Measuring from a Photo

Hi there,

I’d like to obtain the “real” dimension of an object from a picture.

My forst task is to find the right resolution for my image. Am I reasoning right?

The minimum dimension I need to disciminate is 0.01mm on a picture of a object measuring in real life 80mm x 30mm (this is 2,400mm2)

If I want to discriminate 0.01mm therefore this should be the dimension of 1px.
Then I need 100px/mm and 100^2 px/mm^2. This is 10^4px for 1 mm square.

Giving 2,400 x 10^4 = 24x10^6 px image. Right?

a picture has normally a resolution in pixels per inch.
Do you need to know how many pixels on mm is or what?

The width should be 80 mm / 0.01 mm = 8000 pixels, the height 30 mm / 0.01 mm = 3000 pixels. Assuming that the 80 x 30 mm object fills the picture completely.

And assuming of course that you don’t have any lens aberrations (or corrected for it) and that the image was taken with a lens with fixed focal length and distance to the object, so that the measurements can be calibrated.

Does your picture include a scale? If it includes a scale, then you can use image registration to dig out the scale and then use it to compare with what it is that you’re trying to measure.

And before you ask me about image registration, don’t… I don’t understand enough to do it myself and have wasted a lot of time not getting it to work…

Another way, again if you image contains a scale, is to let the user set the start and end points of the scale. While this allows for a lot of human error, it will be far easier to calculate.

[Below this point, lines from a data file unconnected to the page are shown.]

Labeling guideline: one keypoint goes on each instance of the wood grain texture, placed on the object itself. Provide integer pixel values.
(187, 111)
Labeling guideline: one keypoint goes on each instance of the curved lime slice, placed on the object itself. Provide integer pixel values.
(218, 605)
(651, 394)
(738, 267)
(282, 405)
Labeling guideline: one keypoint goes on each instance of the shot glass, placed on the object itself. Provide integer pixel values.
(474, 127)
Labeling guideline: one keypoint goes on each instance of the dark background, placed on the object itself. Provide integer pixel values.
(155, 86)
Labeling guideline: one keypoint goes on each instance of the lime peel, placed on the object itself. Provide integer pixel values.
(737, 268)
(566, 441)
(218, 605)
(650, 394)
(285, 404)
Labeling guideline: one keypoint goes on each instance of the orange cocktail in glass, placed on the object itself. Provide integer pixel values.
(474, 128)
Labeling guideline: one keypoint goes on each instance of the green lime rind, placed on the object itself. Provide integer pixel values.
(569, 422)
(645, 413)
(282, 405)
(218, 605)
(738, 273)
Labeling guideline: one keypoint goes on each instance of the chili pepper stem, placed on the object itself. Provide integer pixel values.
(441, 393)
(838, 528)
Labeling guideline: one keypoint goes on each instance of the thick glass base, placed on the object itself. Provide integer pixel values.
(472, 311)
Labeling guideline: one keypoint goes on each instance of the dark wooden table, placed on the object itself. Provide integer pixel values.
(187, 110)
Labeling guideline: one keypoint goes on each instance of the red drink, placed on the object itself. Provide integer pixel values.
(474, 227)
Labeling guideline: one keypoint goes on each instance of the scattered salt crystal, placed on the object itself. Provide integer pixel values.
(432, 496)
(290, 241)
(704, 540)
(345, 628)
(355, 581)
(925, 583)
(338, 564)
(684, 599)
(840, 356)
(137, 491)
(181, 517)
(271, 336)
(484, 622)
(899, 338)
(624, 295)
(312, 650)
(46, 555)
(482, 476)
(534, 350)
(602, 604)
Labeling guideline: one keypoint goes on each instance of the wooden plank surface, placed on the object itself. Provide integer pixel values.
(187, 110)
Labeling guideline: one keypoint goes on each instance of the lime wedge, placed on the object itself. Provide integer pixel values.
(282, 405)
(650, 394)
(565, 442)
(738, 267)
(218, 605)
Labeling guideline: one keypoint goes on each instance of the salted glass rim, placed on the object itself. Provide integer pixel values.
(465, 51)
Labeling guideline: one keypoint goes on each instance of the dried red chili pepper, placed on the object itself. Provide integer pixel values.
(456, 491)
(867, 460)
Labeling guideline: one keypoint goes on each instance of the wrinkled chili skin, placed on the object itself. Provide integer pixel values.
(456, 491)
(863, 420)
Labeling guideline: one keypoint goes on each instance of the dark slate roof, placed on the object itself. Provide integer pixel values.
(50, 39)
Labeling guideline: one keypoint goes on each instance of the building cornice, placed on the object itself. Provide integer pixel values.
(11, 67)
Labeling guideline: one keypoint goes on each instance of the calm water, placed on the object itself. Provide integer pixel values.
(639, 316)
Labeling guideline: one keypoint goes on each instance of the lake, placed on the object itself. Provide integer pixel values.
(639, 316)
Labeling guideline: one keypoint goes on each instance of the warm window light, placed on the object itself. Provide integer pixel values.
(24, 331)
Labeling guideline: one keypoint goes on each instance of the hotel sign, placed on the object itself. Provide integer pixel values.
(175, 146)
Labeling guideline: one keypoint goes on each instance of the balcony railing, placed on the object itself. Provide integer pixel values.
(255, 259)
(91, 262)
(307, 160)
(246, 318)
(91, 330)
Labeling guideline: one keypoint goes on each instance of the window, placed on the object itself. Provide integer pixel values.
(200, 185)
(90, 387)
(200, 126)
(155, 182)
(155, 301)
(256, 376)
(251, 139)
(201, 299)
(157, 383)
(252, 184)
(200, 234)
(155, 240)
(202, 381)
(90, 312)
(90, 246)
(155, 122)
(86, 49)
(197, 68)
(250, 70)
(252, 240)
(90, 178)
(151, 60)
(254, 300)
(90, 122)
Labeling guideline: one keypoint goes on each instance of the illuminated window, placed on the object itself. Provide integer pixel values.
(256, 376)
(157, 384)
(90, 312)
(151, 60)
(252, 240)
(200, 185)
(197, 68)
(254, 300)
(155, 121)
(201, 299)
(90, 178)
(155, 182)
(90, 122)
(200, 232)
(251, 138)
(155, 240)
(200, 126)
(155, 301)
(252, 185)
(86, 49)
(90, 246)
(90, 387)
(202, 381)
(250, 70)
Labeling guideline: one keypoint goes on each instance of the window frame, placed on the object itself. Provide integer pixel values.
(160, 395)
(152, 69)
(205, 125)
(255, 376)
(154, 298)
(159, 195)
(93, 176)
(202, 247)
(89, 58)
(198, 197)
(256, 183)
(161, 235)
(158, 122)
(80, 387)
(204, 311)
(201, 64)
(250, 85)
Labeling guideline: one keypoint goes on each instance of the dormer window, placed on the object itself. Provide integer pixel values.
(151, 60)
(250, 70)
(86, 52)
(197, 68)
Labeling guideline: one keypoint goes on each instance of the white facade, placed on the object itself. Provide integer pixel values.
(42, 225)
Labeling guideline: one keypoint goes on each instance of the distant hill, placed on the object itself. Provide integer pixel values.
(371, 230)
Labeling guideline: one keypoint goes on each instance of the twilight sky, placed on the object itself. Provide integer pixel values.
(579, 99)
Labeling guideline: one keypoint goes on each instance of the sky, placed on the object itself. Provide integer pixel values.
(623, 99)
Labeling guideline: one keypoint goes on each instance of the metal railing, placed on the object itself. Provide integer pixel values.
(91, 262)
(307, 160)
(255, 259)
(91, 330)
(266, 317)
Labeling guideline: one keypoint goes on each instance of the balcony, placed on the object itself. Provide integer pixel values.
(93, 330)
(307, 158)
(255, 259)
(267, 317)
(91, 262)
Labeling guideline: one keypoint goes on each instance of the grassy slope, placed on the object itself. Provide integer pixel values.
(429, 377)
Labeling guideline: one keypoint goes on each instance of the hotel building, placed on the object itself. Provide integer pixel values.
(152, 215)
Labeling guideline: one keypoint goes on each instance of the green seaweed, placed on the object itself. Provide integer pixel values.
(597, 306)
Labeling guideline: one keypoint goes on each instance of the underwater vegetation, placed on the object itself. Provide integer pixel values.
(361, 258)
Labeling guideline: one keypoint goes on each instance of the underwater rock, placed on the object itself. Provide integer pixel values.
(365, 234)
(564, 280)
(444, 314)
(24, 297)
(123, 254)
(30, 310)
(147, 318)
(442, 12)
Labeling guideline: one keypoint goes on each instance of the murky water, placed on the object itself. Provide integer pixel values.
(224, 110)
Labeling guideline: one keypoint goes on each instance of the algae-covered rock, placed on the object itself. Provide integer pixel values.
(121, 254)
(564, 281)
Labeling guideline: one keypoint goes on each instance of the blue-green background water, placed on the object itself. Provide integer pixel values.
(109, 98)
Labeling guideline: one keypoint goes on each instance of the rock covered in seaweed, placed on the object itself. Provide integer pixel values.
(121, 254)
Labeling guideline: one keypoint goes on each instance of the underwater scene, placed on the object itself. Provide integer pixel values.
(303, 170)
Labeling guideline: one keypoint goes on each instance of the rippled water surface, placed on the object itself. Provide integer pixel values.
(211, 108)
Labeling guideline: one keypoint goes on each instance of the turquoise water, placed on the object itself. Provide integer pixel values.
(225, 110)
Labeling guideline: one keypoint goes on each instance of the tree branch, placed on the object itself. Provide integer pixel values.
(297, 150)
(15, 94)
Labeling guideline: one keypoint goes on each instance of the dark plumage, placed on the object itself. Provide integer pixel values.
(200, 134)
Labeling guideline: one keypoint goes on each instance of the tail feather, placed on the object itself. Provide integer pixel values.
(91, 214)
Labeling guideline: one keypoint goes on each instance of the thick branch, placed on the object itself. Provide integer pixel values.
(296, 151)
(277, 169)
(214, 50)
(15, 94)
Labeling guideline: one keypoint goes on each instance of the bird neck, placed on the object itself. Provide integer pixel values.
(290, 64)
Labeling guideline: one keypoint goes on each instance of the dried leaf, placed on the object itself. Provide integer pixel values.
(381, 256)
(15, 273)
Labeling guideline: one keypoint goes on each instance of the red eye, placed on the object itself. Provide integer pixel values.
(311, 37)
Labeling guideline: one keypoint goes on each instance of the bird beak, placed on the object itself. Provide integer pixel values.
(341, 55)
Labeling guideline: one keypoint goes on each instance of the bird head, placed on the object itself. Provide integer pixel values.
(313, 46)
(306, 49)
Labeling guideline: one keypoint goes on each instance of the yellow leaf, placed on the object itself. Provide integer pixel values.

But like Robert say, there are far too many variables involved to get a measurement that precise if the picture was taken with a digital camera, adding to Robert’s list is moire reduction, noise reduction, angle, quality of the glass, is it a bayer sensor or x-Trans, the sensor size, and even the curvature of the micro-lenses on the sensor.

Regardless of the dpi, you need to know the size in pixels of an object on the picture, and the real world size.

For instance, the Eiffel Tower is pretty big, but in my holiday snaps, it only takes up 1/4 of the photo.

If I know that the tower stretches from y = 1200 to y = 8300 pixels then I know it has a height of 7100 pixels.
The tower in real ‘life’ is 324 m.

Now, knowing that, we can work out the size of a building IF IT IS RIGHT NEXT TO IT, by taking the size of the other building in pixels (say 3000) and multiplying through

3000/7100 * 324 = height in metres.

But if we apply the same process to a dog which is 8 meters from the camera, the dog will be measured as a giant.

So this process only works if all the objects in the picture lie on a fixed plane… no perspective at all.

Or have I missed the point somewhere?

If you need the real size of an object, you need a point of reference near the object to give a scale. That’s why in police photography there is a ruler near the object.

Actually, it’s 312 metres when it w

[quote=47799:@Eric de La Rochette]
Actually, it’s 312 metres when it w

Like[/quote]
Damn keyboard! And I wasn’t able to edit my previous post.
Actually it was 312 metres when it was built because there wasn’t any antennae.

Youri,

this is a plus from what have already been said:
http://en.wikipedia.org/wiki/Dots_per_inch

There is a formulae to compute the size from dpi to inch or | and dpi to cm.

What you will learn too from the wikipedia page is the dpi vary from 72 (OS X) to Windows (96).

At last, you want to measure an object inside a photo ? Sorry, I cannot help.

But, you you want to know the size of a scanned magazine, the above wikipedia page can help (if the image scan file is honest); for a Macintosh scan at 72 dpi:

Width in pixels / 72 = a value in inch
value in inch * 2.54 = value in cm

( 720 / 72) x 2.54 = 25.4 cm

Sorry guys I was out for some time and exxxtremly busy.

1 - I understand that I have to “calibrate” the image using a known reference on the picture to make a correspondance between a px and a distance on the real world (that’s the easy bit).

2 - Regarding the optical bits (ie. Robert and Sam answers), hum… sounds less straightforward than I thought.